Eu responderei de forma evasiva. Por quê? Eu não tenho falado de política econômica, senão por outra razão, pelo fato de que sendo reitor de uma universidade federal talvez seja indevido eu usar essa posição para falar de um assunto que não é da competência de um reitor. O que posso dizer é que, na verdade, não modifiquei em nada as opiniões que eu tinha. Acho que a política, para ser delicado, foi excessivamente tímida no que diz respeito à gestão simultânea da taxa de juros, da taxa de câmbio... Acho que não se conseguiu superar os limites do que era a política anterior. Nos beneficiamos de início de uma situação internacional extremamente favorável que fez que o ônus dessa política econômica não fosse sentido de uma forma tão intensa como fora anteriormente. E acho que aquilo que, a meu ver, era um erro, acabou sendo favorável. Na medida em que a gente manteve uma taxa de juros muito alta, quando veio a crise internacional havia um espaço enorme para contrabalançar seus efeitos.

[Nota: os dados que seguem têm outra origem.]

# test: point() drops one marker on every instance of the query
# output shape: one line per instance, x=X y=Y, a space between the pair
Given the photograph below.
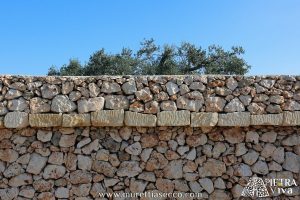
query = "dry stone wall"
x=77 y=137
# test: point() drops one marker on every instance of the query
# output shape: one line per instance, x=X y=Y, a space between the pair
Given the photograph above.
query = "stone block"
x=234 y=119
x=138 y=119
x=291 y=118
x=174 y=118
x=202 y=119
x=108 y=118
x=76 y=120
x=267 y=119
x=45 y=120
x=16 y=120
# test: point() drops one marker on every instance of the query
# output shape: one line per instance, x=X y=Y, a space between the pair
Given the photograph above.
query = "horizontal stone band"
x=165 y=118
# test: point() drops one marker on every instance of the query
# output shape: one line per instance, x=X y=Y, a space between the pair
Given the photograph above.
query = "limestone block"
x=234 y=119
x=16 y=120
x=45 y=120
x=73 y=120
x=107 y=118
x=173 y=118
x=204 y=119
x=138 y=119
x=291 y=118
x=268 y=119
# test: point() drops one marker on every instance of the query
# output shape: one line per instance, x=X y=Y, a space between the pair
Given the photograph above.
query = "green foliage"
x=152 y=59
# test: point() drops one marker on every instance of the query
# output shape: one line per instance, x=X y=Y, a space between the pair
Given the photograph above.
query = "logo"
x=257 y=187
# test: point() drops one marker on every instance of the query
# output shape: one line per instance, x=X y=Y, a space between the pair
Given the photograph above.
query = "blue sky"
x=36 y=34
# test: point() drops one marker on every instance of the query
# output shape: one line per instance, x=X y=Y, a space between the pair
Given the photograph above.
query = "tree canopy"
x=153 y=59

- Como o senhor vê o paradoxo entre uma razoável produção científica nas universidades brasileiras e um mau desempenho em inovações que chegam ao mercado? O registro internacional de patentes brasileiro está perto de 10% do chinês. Como resolver?

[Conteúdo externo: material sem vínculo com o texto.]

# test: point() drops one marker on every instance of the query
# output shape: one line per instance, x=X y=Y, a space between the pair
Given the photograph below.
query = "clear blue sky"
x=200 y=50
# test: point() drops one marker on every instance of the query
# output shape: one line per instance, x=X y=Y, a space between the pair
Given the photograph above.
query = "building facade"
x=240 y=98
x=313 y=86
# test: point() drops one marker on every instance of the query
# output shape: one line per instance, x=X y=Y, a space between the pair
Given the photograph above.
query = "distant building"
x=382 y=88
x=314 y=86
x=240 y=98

Eu acho que há um problema, acho que melhorou, mas, se você me perguntasse por que a China registra dez vezes mais patentes do que o Brasil, eu não teria dúvidas de responder: porque as empresas da China são chinesas e as empresas do Brasil são internacionais. Isso não tem nada de xenofobia. O desenvolvimento científico e tecnológico só deu certo de fato em países que criaram vínculos orgânicos entre pesquisa básica, que em geral é feita nas universidades, pesquisa tecnológica aplicada, que é feita dentro das empresas (em parte, nas universidades) e o sistema produtivo. No caso brasileiro, historicamente, a gente tem vícios que são da universidade - universidade bacharelesca etc. etc... - e de um sistema produtivo que se constituiu em uma onda de internacionalização. As empresas de ponta no Brasil não faziam desenvolvimento dentro do país, traziam de fora. E as empresas nacionais que existiam não tinham necessidade de um desenvolvimento tecnológico porque usavam tecnologias de uso difundido. Isso criou um padrão que, mais ou menos, subsiste até hoje.

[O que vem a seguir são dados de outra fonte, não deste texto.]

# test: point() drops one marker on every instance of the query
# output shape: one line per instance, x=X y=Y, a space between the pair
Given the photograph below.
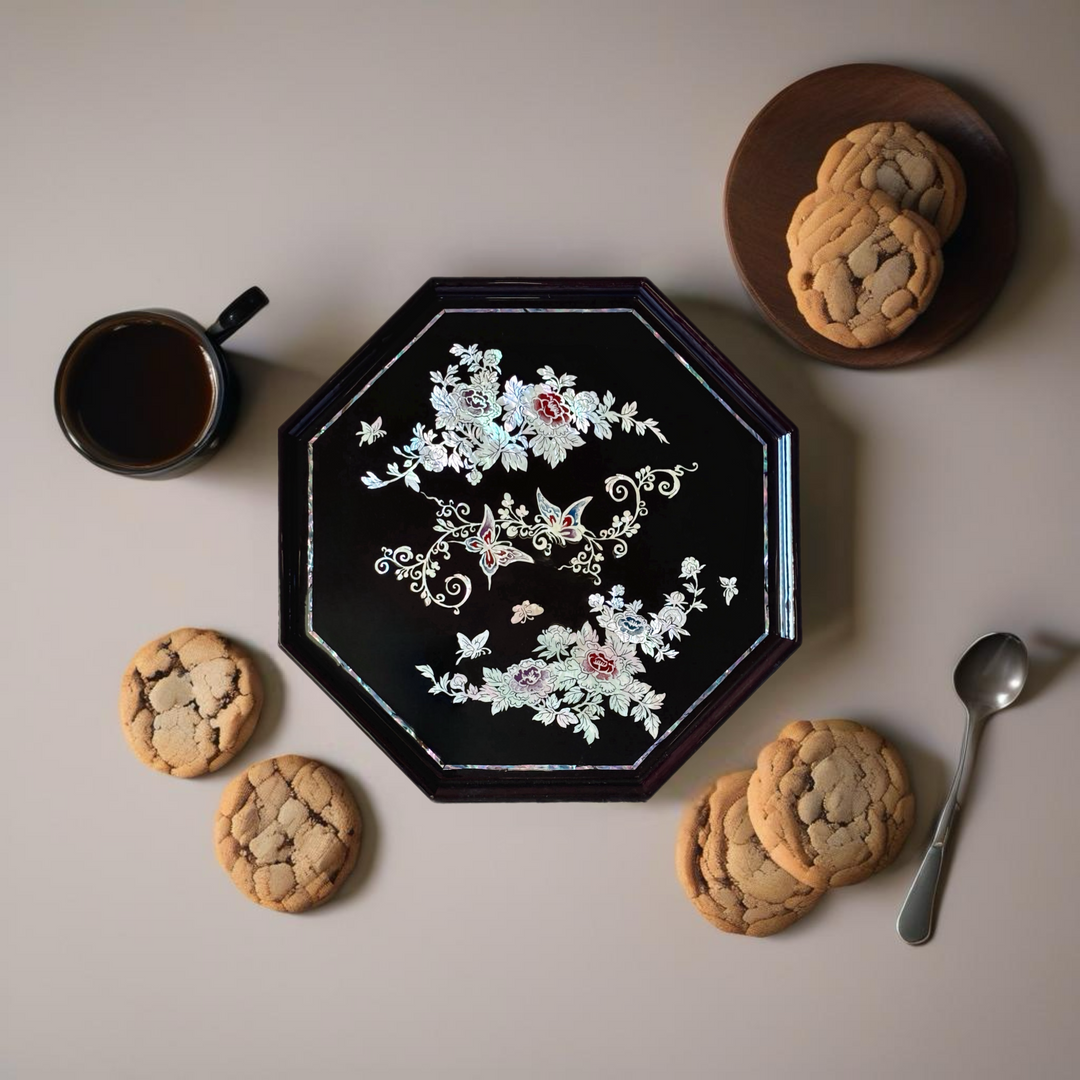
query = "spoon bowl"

Quais foram as novidades? Bem, as empresas estatais. Esse programa de redes temáticas da Petrobras reanima, com o fato de restabelecer essa ligação [universidade-empresa]. Acho que as políticas do Ministério da Ciência e Tecnologia (MCT), da Finep [órgão do MCT], um pouco do BNDES, tendem a ajudar. Agora, acho que temos que avançar mais. É muito pouco para uma economia do tamanho da brasileira.

- Também no começo da sua gestão como reitor, o senhor disse ao "Valor" que o PT era a expressão brasileira da social-democracia, em oposição a um PSDB que estava mais vinculado às políticas liberais, ou neoliberais, do fim do século X. A eleição de 2010 traduz o mesmo quadro?

Eu digo assim, fazendo uma análise que prescinde dos personagens. Acho que o jogo de forças permanece o mesmo. A análise de que o PT é o partido da social-democracia brasileira vai além do Lula. Essa possibilidade de ter um programa reformista com intensa participação e liderança do movimento sindical, esse conjunto de coisas caracteriza um partido social-democrata. E o PT continua isso e, eu diria, vivendo todas as limitações que a social-democracia vive hoje no mundo. Por outro lado, continua no PSDB essa marca de ser uma espécie de liberal-democracia. Sem nenhuma dívida eles têm compromissos fortes com a democracia, mas caber-lhes-ia mais esse rótulo de liberal-democracia. É claro que, ouvindo certas coisas que o Serra [candidato do PSDB à Presidência da República] diz, parece que os papéis às vezes se trocam.